Out of the new members added in October, 7.57 lakh new members have been registered for the first time under the Employees’ Provident Fund and Miscellaneous Provisions Act, 1952. At the same time, in this month, about 5.16 lakh members after separating from EPFO, transferred their accounts and rejoined it.

The ministry said that an analysis of salary data shows that employees in the age group of 22-25 years are the largest number of newly registered members. Netly 3.37 lakh subscribers of this age group joined EPFO ​​in October 2021. Apart from this, 2.50 lakh new members in the age group of 18-21 years have also joined.

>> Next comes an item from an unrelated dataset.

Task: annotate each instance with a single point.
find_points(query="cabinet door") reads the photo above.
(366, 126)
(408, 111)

At the state level, Maharashtra, Haryana, Gujarat, Tamil Nadu and Karnataka together added 7.72 lakh new subscribers. This is 60.64 percent of the total new members. If we look at the gender basis, in October 2021, 21.14 percent of the newly registered shareholders were women with a number of 2.69 lakh.

Meanwhile, the Union Ministry of Labor and Employment has assured that the savings of customers will be protected under the Employees’ Provident Fund (EPF) scheme. This will happen regardless of the return on investment made by the organization running the scheme (EPFO) in corporate bonds of private companies. The development comes after Anil Ambani-owned Reliance Capital defaulted on its interest payment to the EPFO.

A senior official speaking to English website ‘ThePrint’ on the condition of anonymity said, the government always has a buffer or surplus from the return on investment of EPFO, which ensures that the savings of the employees are protected. are.